Michael immediately distrusts David, what with the guy’s creepy emphasis on the importance of family (not even the Cleavers could live up to David’s standards), and the way he tries to immediately become Michael’s new BFF.  The other characters are slower to catch on.  Susan thinks David is the model family man, Son generally seems okay with him (despite the fact that David decides the best way to tell Son to turn down his video game is to nearly strangle him), and Daughter doesn’t do anything except be an extra kid and collect a paycheck.  The only person (besides Michael) to suspect David is, you guessed it, the Crazy Cat Lady across the street, who thinks she sees a sketch of David one night on America’s Most Wanted. I’ll give you three guesses what happens to her, and the first two don’t count.  The movie is predictable in a wholly comforting way: Michael becomes increasingly suspicious of David, Susan just can’t see past the hunk she fell in love with, and Michael’s dense girlfriend is too busy trying to get the two of them admitted to – wait for it – Stanford to be bothered with Michael’s crazy theories about David being a nutcase with a penchant for sharp objects.

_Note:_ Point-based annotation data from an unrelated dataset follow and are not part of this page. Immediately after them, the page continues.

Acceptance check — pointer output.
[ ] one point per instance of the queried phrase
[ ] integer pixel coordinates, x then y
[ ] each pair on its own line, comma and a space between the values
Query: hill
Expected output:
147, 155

It’s undeniably hokey – and the movie’s direction is workmanlike at best – but Walsh and Ward throw themselves into their performances with commitment and gusto (even though Badgley and Heard appear to be unable to convey any believable emotion beyond “I’m wearing pants”), and I found myself reluctantly drawn into the story almost from the get-go.  Yeah, director Nelson McCormick never met a horror movie cliché he didn’t like – cue cats jumping from out of nowhere, and at least three instances where David displays the skills of a ninja by sneaking into position just in time for one of the other characters to turn around and THERE HE IS, or close the mirror and THERE HE IS – and, as is the case with all movies of this type, the characters display an unreasonable amount of stupidity in their inability to connect the planet-sized dots right in front of them.  But The Stepfather is fatty, unhealthy, PG-13 fun, complete with extra cheese.

Trailer Report:

amelia-posterAmelia: Oscar season is always a mixed blessing.  You get the movies that you know are going to be good (The Road), the ones you hope are going to be good (The Lovely Bones), and the ones that the movie studios want you to think will be good, but which will, in fact, royally suck.  Which brings me to Amelia, The Totally True (Except for the Parts That Aren’t) Story of Amelia Earhart.  Judging from the trailer, this is one of those Oscar-bait movies: big budget, prestige cast, quasi-inspirational, and 100% shitty. You’d have to drag me to this thing, and/or pay me handsomely, to get me to see it.  Also, just going by Hillary Swank’s appearance in the trailer, I had no idea Amelia Earhart was a man.

1 SHEET MASTER_TemplateThe Blind Side: Another supposedly true story, this time starring Sandra Bullock as a saintly white woman who gets a black teenager to find the goodness inside himself by introducing him to the Zen beauty of football.  Could we pleasepleasepleaseplease stop making movies that are clearly designed to make white people feel good about themselves?  I know we all – or those of us with any sense, anyway – feel guilty about slavery and lynchings and the racial injustices that continue to this day, but portraying Sandra Bullock as a Mother Teresa figure will not absolve us for the sins of our ancestors.

The end of the year is usually my favorite season for movie-going, but these two films – along with 2012 and the sequel to the Chipmunks movie – seem to indicate that this might be a bleaker Oscar season than I’m used to.